Ok now that is out of the way, you claim that porn is bad because of you list of reasons. Please consider instances in which other forms of speech have ruined lives and humans degraded. I am not going to iterate these examples because, you did not, and well I would point you that which claims to be opposite of pornography.

As for your spiritual or cultural uplifting, well thats not a requirement for speech.

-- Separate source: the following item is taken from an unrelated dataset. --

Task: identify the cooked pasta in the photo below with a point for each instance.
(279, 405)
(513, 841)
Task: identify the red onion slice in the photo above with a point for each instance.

Protected or otherwise.
posted by MrLint at 8:08 PM on May 28, 2005


I seem to be unable to get a very narrow and simple point across.

MrLint's question was, or seemed to be:

"Why is this [pornography(?)] somehow better or worse than 'a culture of books' 'a culture of newspaper' 'a culture of poetry'"

Sounds like a solicitation for moralistic analysis to me.

I did not suggest pornography isn't or shouldn't be protected by the first amendment.
I did not suggest pornography is alone in ruining lives and degrading people.
I did not suggest all speech must be or even should be spirtually or culturally uplifting, or even non-destructive.

I simply said that pornography has far greater cost than any claimed benefit. It is a point I shall be happy to argue at any time. But let's leave the constitution out of it, hm?